Any organization would be in complete chaos without strong leadership to assemble all the members into a smooth operation. The importance of strong leadership became quite apparent when the COVID-19 pandemic multiplied the demand in the healthcare sector.
In times of crisis, proper management is of crucial importance.
A good example would be nursing. Some focus on climbing the ladder to success, but some enter because of the inherent nature to care.
Fortunately, the healthcare industry offers employees numerous growth opportunities.
One thing to note is that nurse leadership demands more than strong leadership skills. As a nurse leader, you are tasked with ensuring quality patient care, organizing your team to achieve this goal, and maintaining an environment that benefits the patients and the employees.
To meet this end, you need more than just your professional education; the following tips will help make you a good fit for any nurse leadership role.
1. Always be prepared
Nursing is all about being prepared to deal with unexpected situations and not being taken off guard; minor lapses in judgment or delayed responses can be costly and sometimes even put the patient’s life at risk.
This holds true even for nurse leadership roles; yes, as a nurse leader, you might have less direct interaction with patients, but you will have a more significant responsibility. You’re expected to ensure your team is prepared for emergencies.
Firstly, being prepared includes having the right knowledge, skill, expertise, and experience.

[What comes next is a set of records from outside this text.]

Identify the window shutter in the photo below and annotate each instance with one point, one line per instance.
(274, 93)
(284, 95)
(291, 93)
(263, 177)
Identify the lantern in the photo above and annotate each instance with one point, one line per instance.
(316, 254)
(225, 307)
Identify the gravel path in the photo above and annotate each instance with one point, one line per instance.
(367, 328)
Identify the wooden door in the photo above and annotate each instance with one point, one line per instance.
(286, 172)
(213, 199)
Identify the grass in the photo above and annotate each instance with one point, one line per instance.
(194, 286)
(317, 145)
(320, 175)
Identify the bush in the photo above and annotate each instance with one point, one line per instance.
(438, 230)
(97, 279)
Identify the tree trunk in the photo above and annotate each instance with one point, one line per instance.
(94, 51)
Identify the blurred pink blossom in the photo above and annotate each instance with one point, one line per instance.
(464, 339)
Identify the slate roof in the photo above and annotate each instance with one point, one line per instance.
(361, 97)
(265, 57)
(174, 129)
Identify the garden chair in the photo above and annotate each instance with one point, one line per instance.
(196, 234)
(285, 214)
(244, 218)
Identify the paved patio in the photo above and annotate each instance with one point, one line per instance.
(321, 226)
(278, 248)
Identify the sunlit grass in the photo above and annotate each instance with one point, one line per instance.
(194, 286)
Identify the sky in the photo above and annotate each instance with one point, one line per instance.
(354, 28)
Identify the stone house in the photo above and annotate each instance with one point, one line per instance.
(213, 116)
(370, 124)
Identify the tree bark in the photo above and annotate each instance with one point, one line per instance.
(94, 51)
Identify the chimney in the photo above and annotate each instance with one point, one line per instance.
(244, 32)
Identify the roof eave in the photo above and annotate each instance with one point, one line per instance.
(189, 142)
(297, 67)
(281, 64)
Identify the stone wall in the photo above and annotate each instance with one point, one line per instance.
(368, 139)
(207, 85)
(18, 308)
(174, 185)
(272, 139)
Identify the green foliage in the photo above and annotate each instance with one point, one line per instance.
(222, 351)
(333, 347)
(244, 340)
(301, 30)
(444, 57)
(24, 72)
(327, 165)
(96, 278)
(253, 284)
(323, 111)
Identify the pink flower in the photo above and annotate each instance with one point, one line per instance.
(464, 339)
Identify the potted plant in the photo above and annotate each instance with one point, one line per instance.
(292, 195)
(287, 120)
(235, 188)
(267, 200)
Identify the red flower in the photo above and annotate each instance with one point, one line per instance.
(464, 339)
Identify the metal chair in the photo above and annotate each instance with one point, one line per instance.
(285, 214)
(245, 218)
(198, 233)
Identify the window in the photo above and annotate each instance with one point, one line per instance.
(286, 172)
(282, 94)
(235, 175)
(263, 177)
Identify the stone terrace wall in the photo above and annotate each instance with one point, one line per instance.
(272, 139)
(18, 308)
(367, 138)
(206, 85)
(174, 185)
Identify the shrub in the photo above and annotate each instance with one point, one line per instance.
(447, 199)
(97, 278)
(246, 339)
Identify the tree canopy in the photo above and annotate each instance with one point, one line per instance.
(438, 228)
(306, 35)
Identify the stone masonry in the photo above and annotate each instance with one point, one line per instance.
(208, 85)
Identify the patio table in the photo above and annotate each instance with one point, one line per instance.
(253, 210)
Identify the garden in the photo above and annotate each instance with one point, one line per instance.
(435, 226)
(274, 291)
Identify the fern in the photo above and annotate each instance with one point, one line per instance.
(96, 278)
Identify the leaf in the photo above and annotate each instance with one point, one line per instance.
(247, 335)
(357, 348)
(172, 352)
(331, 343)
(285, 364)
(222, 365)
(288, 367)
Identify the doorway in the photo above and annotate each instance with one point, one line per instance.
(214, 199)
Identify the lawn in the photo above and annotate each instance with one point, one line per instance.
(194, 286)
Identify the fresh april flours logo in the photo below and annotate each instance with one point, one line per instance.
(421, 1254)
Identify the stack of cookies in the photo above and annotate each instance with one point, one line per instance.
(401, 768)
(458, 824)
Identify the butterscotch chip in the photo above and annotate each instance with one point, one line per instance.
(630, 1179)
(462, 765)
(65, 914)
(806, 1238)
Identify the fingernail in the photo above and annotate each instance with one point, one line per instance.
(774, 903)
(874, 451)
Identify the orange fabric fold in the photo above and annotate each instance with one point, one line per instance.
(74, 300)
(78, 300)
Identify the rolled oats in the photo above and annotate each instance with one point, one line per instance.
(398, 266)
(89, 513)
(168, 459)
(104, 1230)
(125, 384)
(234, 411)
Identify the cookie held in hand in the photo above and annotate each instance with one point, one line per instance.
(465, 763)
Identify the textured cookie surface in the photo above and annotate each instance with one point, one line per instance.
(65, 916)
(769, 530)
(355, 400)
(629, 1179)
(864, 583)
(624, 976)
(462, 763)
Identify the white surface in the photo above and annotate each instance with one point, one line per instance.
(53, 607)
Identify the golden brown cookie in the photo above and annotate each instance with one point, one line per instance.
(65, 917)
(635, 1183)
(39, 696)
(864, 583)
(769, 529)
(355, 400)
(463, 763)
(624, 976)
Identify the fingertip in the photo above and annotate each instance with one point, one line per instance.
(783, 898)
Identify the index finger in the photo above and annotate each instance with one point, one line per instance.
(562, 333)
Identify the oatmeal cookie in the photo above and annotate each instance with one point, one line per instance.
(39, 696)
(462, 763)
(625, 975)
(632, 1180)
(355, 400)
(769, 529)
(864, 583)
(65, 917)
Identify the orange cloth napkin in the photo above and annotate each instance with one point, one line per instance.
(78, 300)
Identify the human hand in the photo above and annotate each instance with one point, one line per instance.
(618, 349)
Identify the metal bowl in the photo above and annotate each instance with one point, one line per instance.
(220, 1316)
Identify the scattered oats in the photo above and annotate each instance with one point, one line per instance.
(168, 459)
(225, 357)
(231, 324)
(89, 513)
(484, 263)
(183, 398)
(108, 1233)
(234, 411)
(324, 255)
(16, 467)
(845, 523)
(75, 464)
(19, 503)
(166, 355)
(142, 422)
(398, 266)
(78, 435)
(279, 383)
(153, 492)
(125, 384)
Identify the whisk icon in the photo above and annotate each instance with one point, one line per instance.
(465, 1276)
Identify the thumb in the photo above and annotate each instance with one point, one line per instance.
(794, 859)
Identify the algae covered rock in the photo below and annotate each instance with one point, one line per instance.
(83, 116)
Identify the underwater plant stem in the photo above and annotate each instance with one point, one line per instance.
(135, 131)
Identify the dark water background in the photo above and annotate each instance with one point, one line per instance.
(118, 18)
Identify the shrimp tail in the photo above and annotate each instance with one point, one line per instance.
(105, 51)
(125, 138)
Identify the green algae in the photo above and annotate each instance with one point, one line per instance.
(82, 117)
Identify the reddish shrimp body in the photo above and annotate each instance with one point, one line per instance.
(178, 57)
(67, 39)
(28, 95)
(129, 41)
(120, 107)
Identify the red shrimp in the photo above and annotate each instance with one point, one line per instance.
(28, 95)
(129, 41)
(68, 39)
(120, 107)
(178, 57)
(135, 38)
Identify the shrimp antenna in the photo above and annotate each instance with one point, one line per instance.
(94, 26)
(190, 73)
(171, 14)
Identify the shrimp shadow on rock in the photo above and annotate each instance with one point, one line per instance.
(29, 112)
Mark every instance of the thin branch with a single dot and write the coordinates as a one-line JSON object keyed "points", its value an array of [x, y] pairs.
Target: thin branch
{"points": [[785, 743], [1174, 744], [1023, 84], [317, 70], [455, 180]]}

Formal education and higher degree courses like an MSN will help you achieve, polish, and practice such skills.
Secondly, you must be on top of all the details about patients under your supervision; this is important so that you can identify any imminent needs and prepare in advance for them. If someone will need a ventilator very soon, ensure room and equipment are available.
2. Find yourself a mentor
As strange as it may sound, even nurse leaders can benefit from a mentor; yes, most nurse leaders are mentors to their junior nurses, but there is always room for improvement.

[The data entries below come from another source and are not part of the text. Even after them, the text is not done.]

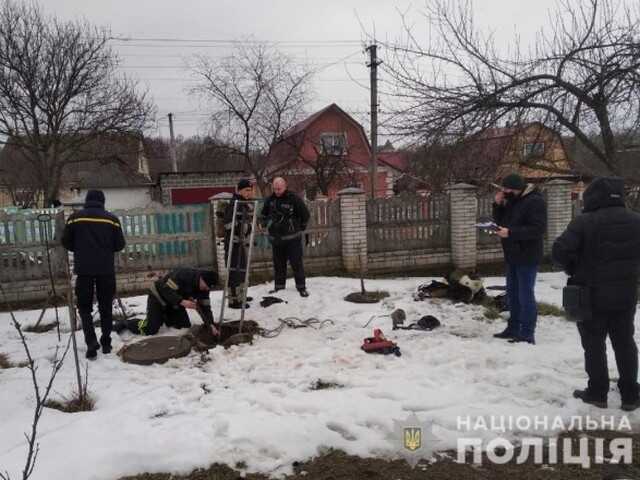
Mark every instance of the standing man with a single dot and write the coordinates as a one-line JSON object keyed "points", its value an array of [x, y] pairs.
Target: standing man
{"points": [[286, 216], [94, 235], [520, 212], [600, 251], [242, 231]]}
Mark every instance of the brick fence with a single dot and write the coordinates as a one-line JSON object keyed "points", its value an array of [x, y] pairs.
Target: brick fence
{"points": [[394, 235]]}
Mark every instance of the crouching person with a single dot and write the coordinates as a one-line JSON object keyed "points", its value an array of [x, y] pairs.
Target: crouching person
{"points": [[171, 296]]}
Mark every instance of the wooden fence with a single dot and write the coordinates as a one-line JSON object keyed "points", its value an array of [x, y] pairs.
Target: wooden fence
{"points": [[408, 223], [164, 238], [24, 238], [485, 214], [157, 239]]}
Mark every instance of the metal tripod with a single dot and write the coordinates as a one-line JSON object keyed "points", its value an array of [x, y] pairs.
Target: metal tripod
{"points": [[240, 243]]}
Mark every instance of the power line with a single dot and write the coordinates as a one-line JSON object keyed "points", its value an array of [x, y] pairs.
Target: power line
{"points": [[234, 41]]}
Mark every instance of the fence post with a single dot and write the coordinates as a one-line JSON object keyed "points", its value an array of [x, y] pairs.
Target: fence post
{"points": [[353, 215], [217, 240], [559, 210], [464, 236]]}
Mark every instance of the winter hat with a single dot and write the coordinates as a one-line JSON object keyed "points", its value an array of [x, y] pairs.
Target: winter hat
{"points": [[244, 183], [210, 277], [514, 182], [95, 196]]}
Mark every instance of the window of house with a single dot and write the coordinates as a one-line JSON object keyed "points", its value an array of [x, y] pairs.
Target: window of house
{"points": [[333, 143], [533, 149]]}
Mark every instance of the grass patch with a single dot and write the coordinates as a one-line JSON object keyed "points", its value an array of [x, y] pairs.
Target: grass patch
{"points": [[547, 309], [5, 362], [73, 404], [491, 313], [322, 385], [42, 328]]}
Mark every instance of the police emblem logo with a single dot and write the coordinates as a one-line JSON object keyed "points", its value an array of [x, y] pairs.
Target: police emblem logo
{"points": [[412, 438]]}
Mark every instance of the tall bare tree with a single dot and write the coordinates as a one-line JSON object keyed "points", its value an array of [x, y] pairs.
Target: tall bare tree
{"points": [[60, 90], [581, 77], [256, 94]]}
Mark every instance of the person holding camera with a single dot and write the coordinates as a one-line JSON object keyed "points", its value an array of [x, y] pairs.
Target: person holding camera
{"points": [[520, 212]]}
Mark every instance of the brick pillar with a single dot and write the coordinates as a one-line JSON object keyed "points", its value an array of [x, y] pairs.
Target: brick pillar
{"points": [[217, 240], [463, 212], [559, 210], [353, 214]]}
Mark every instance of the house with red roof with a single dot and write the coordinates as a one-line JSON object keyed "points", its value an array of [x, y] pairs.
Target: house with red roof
{"points": [[329, 151]]}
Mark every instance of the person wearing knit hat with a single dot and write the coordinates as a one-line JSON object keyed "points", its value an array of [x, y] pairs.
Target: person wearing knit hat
{"points": [[520, 212], [241, 232], [94, 235]]}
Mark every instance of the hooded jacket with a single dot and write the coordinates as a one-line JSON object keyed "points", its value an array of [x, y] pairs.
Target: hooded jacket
{"points": [[286, 217], [93, 235], [526, 218], [600, 249]]}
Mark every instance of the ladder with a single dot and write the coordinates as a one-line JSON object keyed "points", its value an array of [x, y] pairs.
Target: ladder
{"points": [[242, 242]]}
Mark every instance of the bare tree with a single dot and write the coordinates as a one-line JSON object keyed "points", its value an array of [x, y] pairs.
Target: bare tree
{"points": [[256, 94], [60, 91], [41, 396], [582, 76]]}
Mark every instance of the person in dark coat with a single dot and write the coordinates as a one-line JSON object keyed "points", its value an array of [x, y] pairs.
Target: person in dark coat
{"points": [[171, 296], [521, 214], [242, 231], [600, 251], [285, 216], [94, 235]]}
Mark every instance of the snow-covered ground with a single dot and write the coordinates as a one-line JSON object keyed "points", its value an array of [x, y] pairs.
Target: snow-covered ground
{"points": [[254, 404]]}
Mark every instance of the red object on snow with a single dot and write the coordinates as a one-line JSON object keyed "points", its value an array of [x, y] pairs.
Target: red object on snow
{"points": [[379, 344]]}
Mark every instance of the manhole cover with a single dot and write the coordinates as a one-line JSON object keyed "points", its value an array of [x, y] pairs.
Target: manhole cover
{"points": [[155, 350]]}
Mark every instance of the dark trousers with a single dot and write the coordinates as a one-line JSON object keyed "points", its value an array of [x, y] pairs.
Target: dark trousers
{"points": [[291, 251], [593, 333], [521, 280], [158, 315], [105, 289]]}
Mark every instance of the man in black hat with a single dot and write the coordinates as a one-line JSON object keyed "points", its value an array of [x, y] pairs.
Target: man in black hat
{"points": [[520, 212], [600, 251], [286, 216], [241, 233], [171, 296], [94, 235]]}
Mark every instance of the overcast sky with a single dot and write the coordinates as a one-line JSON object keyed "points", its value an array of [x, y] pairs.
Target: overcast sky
{"points": [[159, 64]]}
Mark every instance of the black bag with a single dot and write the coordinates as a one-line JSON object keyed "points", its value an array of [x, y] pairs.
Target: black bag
{"points": [[576, 302]]}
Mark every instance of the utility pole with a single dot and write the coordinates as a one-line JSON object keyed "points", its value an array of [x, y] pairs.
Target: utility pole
{"points": [[373, 164], [172, 145]]}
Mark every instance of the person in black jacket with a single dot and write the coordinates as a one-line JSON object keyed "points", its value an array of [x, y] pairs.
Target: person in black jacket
{"points": [[521, 214], [171, 296], [600, 251], [94, 235], [242, 231], [286, 216]]}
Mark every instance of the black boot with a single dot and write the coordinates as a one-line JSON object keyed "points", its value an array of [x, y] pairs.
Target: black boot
{"points": [[238, 305], [631, 406], [92, 351], [587, 397], [505, 334]]}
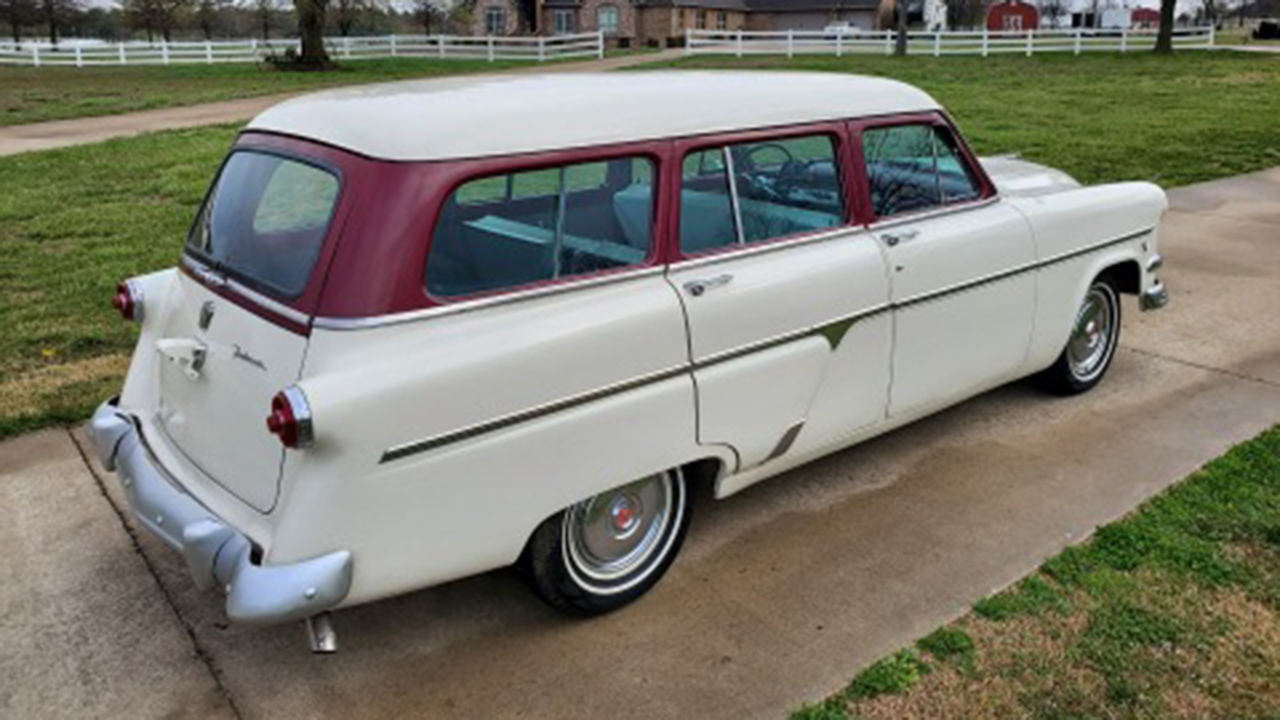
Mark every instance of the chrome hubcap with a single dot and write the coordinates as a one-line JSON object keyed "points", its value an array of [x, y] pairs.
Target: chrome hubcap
{"points": [[1091, 338], [613, 533]]}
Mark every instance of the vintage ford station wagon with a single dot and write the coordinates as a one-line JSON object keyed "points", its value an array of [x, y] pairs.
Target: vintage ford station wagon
{"points": [[499, 320]]}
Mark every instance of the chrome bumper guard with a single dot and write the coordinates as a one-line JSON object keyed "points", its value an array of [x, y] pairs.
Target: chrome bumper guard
{"points": [[1155, 299], [215, 552]]}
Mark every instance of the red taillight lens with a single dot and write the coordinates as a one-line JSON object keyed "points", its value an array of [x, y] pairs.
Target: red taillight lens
{"points": [[128, 301], [291, 418]]}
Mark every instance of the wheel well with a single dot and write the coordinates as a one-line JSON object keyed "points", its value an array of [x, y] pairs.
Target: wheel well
{"points": [[702, 475], [1127, 276]]}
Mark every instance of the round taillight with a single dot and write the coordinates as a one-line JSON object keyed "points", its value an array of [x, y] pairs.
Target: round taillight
{"points": [[128, 301], [291, 419]]}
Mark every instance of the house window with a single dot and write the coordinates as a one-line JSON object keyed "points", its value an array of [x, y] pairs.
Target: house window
{"points": [[536, 226], [496, 21], [607, 19], [563, 22], [914, 168], [780, 187]]}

When you’re just starting in a leadership position, you might juggle many unfamiliar tasks and face problems you least expected.

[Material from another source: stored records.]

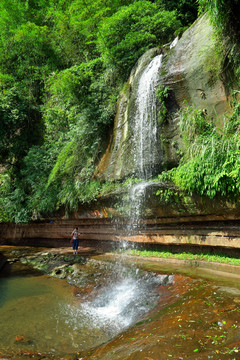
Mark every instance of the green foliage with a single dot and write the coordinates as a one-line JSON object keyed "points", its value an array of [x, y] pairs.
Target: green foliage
{"points": [[210, 165], [17, 133], [224, 14], [132, 30], [162, 95], [62, 64]]}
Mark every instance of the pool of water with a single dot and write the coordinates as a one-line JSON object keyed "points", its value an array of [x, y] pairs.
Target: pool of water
{"points": [[40, 314], [121, 312]]}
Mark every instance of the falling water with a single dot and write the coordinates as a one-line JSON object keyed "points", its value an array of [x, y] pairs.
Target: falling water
{"points": [[145, 138]]}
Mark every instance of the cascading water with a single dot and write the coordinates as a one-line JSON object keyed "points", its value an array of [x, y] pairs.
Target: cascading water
{"points": [[145, 139], [127, 294]]}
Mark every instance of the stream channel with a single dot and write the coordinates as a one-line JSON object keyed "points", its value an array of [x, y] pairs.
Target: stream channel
{"points": [[108, 306]]}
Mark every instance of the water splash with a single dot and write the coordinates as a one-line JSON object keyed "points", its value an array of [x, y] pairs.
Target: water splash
{"points": [[145, 139], [119, 304]]}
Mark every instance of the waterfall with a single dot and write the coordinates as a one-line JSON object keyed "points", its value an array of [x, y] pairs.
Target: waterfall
{"points": [[145, 139]]}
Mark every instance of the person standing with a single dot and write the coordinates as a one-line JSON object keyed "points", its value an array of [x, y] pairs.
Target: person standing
{"points": [[75, 240]]}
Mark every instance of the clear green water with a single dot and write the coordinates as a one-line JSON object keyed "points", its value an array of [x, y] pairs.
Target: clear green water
{"points": [[46, 313]]}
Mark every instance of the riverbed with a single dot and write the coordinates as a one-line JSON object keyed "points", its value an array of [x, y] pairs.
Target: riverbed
{"points": [[105, 306]]}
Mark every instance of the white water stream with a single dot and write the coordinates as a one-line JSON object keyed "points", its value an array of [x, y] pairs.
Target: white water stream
{"points": [[145, 138]]}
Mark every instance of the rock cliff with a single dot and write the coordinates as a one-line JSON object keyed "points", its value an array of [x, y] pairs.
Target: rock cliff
{"points": [[191, 72]]}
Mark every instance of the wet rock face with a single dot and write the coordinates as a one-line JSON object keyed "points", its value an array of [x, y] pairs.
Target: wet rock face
{"points": [[190, 70]]}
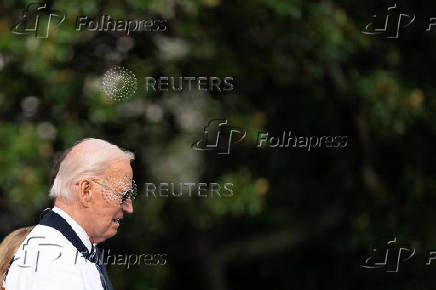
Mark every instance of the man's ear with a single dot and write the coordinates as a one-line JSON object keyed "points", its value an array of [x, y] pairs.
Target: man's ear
{"points": [[85, 192]]}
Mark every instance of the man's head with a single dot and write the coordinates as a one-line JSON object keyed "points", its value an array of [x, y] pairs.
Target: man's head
{"points": [[92, 180]]}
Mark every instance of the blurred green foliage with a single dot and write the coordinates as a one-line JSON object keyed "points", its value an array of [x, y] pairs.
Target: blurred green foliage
{"points": [[297, 218]]}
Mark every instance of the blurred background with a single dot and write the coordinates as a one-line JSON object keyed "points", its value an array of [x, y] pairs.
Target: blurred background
{"points": [[297, 218]]}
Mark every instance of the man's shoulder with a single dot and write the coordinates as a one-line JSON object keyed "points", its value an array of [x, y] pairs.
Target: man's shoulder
{"points": [[46, 255], [45, 249]]}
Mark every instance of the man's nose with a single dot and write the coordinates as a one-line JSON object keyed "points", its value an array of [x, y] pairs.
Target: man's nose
{"points": [[127, 206]]}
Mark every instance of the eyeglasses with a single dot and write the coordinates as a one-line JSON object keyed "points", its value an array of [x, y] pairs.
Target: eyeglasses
{"points": [[121, 196]]}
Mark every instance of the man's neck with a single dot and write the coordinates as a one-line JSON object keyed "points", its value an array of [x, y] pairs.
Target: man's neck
{"points": [[74, 213]]}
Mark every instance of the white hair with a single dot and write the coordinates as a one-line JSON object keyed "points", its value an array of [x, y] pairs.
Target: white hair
{"points": [[91, 160]]}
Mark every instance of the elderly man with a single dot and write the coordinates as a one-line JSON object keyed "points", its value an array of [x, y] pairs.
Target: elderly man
{"points": [[93, 189]]}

Instead of trying to figure it out yourself, having someone with more experience and training guide you would be helpful.
To look for the perfect mentor, sharpen your observation skills and spot people you think can influence, motivate, and engage others, whose leadership style you look up to, and in whom you see an effective nurse leader.
Seek direct help from your mentor whenever you are troubled. Then observe them keenly in their daily interaction and pick admirable skills. How do they manage conflicts? What strategy do they use to motivate and empower others? Which tasks require stronger control than others? What is the best way to communicate with the team effectively?
An effective mentee asks questions, is proactive, seeks feedback, and maintains an open line of communication. Make the most out of your mentorship experience this way.
3. Cultivate positive relationships
It is time you put your introvert tendencies in the back seat and let the social being in you surface. Good leadership heavily depends on fostering positive relationships with your team; if you don’t, you cannot make your team open up.
It feels good to have a superior who has an open-door policy and is easy to talk to, right? Be that person for your team. Show interest in your fellow nurses, make them feel valued and welcome, and work on developing trust.
As a nurse leader, you can also influence relationships among your team members. You can allow for combined lunch breaks, conduct team meetings, initiate group activities, and assign tasks to encourage your team members to interact.
Even if this seems unnecessary at first, you will see the positive impact this has on the performance of your team as a whole very soon.
4. Work on your leadership style
You must have learned about the various leadership styles that can be adopted anywhere or another. In nursing, the best leadership style is one that considers the needs of both the nursing staff and the patients.
The leadership style you adopt has significant implications for the productivity and efficiency of your team.
The most popular leadership styles are transformational, laissez-faire, democratic, autocratic, and servant. Of these, the transformational style is considered the gold standard style for nurse leaders.
It is known to improve patient outcomes and increase job satisfaction among the nursing staff.
In the transformational style, the leader emphasizes the employee’s roles, motivates them to perform best at these, and works towards successful outcomes. Such leaders are enthusiastic and charismatic, focusing on motivating their teams to perform their best.
5. Give your team the opportunity for growth
In times when it seems easier to assign the task to someone else instead of training the team member doing the job, don’t. Teach and coach, don’t take over. It is easy for leaders to fall into the authoritarian trap and take away the opportunity for growth from the team members.
If someone you assigned a task is having trouble completing it, invest time to train and educate them. A few additional guidelines here will benefit your team’s overall productivity in the long run because you are ultimately polishing your team’s skills.
Also, when you are habitual in performing specific tasks and never delegating them to others, you take away their opportunity to learn something new. When you aren’t short on time, delegate minor tasks to others and let them polish their skills and learn something new.
Nursing is undoubtedly no walk in the park, and nurse leadership is even harder because the healthcare industry is demanding. Most healthcare workers who begin as nurse practitioners have their eyes on any opportunity for advancement.
As a new or aspiring nurse leader, always be prepared, associate yourself with a nurse mentor, cultivate good relationships, adopt an effective leadership style, and give your team opportunity for growth.
Nurse leadership might be new and challenging initially, but you will soon get the hang of it.